I've been watching you coming down the road, and the way you held together and stepped up so brisk and neat took my eye."

"I been 'stepping up brisk and neat' to sell papers, run errands, hop cars, dodge cars and automobiles, and climbing fire-escapes instead of stairs, and keeping from under foot since I can remember," laughed Mickey. "You learn on the streets of Multiopolis to step up, and watch sharp without knowing you are doing it."

"You're a newsboy?" asked Peter.

"I was all my life 'til a few days ago," said Mickey. "Then I went into the office of Mr. Douglas Bruce.
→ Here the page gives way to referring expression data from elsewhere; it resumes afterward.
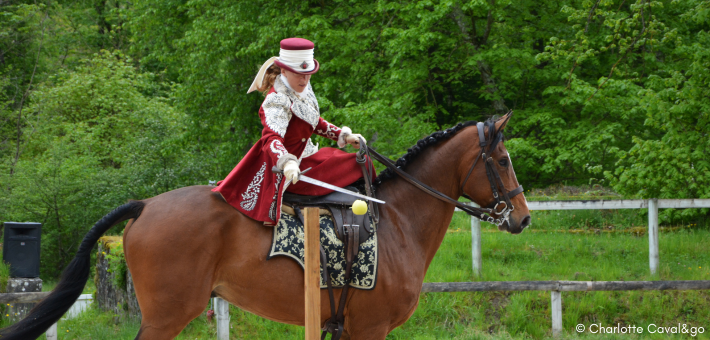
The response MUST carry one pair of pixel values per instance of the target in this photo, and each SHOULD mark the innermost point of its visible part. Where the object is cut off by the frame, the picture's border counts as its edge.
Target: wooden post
(653, 235)
(51, 333)
(556, 304)
(221, 311)
(476, 244)
(312, 272)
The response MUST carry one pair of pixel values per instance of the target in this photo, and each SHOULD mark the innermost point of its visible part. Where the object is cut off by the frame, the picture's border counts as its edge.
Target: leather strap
(369, 189)
(478, 212)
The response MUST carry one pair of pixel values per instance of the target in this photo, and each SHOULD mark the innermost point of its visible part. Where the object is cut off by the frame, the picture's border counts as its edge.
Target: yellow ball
(359, 207)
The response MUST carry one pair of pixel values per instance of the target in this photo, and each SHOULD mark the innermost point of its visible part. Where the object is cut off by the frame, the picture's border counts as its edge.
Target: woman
(290, 115)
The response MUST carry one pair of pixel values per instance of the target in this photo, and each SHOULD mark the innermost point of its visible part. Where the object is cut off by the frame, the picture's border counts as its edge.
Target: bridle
(496, 183)
(492, 172)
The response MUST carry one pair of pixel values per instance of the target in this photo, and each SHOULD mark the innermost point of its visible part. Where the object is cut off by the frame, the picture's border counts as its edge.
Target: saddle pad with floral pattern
(288, 241)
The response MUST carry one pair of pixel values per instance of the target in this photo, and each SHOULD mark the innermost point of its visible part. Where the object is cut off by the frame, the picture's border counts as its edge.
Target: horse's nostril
(525, 222)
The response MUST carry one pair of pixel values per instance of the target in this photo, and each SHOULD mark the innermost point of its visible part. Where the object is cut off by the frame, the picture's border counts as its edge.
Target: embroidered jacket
(289, 120)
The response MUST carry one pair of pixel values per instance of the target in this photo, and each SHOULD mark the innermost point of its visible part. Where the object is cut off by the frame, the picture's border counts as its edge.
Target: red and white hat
(296, 55)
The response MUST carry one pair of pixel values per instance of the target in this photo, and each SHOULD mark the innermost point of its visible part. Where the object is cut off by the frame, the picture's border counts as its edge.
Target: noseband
(484, 214)
(492, 172)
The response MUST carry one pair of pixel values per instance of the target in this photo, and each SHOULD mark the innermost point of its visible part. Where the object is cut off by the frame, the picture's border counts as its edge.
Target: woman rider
(290, 115)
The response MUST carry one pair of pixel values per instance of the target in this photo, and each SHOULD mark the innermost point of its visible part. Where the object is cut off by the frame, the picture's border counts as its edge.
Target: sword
(313, 181)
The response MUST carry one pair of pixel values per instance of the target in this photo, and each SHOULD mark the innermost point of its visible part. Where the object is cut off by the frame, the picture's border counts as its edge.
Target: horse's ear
(502, 121)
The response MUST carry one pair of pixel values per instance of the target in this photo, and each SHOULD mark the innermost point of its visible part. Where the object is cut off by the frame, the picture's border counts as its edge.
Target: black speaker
(21, 248)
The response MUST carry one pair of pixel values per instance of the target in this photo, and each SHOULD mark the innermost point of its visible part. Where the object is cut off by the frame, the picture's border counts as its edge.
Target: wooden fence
(557, 287)
(651, 204)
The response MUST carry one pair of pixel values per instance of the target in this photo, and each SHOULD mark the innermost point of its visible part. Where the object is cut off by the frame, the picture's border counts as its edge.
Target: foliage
(102, 101)
(543, 255)
(100, 134)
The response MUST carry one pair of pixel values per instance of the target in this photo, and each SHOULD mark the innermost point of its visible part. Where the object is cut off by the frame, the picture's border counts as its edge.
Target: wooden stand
(312, 272)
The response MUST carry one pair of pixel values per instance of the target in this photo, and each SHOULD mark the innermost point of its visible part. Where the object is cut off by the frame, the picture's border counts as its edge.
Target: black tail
(74, 277)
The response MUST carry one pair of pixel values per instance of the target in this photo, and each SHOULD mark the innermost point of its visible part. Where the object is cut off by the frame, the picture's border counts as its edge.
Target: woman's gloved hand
(354, 139)
(291, 171)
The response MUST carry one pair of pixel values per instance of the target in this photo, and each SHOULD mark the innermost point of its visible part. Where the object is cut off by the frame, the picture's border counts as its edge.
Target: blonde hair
(269, 78)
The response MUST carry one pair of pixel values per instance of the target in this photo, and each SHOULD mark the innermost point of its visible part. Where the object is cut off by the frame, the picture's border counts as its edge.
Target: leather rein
(494, 179)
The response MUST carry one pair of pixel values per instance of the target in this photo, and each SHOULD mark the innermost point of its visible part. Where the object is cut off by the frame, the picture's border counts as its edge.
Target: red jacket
(289, 121)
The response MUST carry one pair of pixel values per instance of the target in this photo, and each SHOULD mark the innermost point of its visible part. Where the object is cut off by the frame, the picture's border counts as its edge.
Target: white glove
(354, 139)
(291, 171)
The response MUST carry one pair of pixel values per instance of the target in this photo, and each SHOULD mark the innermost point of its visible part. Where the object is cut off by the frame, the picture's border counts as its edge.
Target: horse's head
(491, 183)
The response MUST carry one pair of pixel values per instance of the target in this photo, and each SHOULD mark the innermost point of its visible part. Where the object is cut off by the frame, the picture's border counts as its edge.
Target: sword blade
(338, 189)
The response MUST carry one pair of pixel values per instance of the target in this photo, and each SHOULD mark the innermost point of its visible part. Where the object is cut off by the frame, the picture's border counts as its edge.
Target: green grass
(560, 245)
(546, 255)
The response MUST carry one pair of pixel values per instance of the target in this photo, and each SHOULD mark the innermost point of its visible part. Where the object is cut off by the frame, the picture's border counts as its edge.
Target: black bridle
(484, 214)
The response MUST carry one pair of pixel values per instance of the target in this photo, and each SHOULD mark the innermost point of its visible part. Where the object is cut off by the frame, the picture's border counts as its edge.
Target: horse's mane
(423, 144)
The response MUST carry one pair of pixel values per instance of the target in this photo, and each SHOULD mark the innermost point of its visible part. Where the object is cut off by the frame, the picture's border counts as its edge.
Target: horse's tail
(72, 282)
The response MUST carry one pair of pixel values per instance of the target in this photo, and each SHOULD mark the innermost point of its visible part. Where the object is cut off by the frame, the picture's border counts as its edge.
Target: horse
(188, 244)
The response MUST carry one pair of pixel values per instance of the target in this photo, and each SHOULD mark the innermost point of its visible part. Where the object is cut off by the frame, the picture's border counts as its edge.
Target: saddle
(339, 205)
(351, 229)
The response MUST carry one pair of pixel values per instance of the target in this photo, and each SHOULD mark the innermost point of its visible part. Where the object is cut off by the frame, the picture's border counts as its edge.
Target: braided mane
(422, 144)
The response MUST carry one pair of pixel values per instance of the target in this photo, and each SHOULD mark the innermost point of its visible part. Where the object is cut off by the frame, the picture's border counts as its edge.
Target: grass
(560, 245)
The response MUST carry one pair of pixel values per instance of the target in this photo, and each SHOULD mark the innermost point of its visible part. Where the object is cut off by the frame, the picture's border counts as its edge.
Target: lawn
(560, 245)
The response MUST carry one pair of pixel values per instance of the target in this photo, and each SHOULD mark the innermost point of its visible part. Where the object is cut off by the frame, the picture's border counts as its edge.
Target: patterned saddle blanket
(288, 241)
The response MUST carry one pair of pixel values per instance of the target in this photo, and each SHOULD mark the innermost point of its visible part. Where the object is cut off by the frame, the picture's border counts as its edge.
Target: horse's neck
(418, 219)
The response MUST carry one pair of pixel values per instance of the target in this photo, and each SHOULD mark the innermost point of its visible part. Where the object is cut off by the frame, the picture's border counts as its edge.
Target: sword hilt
(276, 170)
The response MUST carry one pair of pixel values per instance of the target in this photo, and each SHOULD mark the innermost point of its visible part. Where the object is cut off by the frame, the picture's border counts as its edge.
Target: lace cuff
(285, 158)
(344, 133)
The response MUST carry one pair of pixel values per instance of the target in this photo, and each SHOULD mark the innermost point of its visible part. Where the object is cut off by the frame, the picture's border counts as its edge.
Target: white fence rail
(651, 204)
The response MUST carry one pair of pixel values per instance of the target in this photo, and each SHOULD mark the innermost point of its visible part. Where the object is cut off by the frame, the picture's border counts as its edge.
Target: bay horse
(184, 245)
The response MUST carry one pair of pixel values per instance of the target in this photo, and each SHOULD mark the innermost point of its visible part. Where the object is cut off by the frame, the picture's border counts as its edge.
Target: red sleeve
(327, 130)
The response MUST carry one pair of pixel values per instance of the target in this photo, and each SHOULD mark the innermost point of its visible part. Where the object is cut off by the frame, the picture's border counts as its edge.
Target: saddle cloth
(288, 241)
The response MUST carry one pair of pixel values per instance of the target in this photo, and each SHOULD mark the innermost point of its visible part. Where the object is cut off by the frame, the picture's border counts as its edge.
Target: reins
(494, 180)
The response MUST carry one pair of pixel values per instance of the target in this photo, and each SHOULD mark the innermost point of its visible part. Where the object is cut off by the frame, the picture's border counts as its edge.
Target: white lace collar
(304, 104)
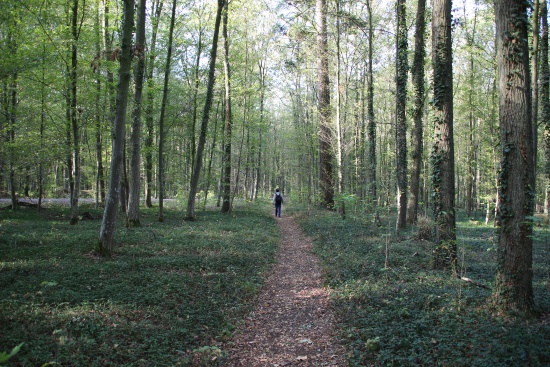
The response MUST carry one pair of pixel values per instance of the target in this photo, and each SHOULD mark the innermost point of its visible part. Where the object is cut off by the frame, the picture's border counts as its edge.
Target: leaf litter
(293, 323)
He's a corporation lawyer in the Iriquois Building."

"Hum, I've been reading about him," said Peter. "If I ever have a case, I'm going to take it to him."

"Well you'll have a man that will hang on and dig in and _sweat_ for you," said Mickey. "Just now he's after some of them big office-holders who are bleeding the taxpayers of Multiopolis. Some of these days if you watch your _Herald_ sharp, you're going to see the lid fly off of two or three things at once. He's on a hot trail now."

"Why I have seen that in the papers," said Peter. "He was given the job of finding who is robbing the city, by James Minturn; I remember his name. And you work for him? Well, well! Sit down here and tell me about it."

"I can't now," said Mickey. "I must get back to the road. His car may pa.s.s any minute, and I'm to be ready. Your pleasant lady said I might take a few clover flowers to my little sick girl, and just as I came to the finest ones in the field, I saw you so I thought maybe I'd better tell you what I was doing before you fired me."

"Take all you want," said Peter. "I'd like to send the whole field, larks and all, to a little sick girl. I'd like especial to send her some of these clowny bobolink fellows to puff up and spill music by the quart for her; I guess nothing else runs so smooth except water."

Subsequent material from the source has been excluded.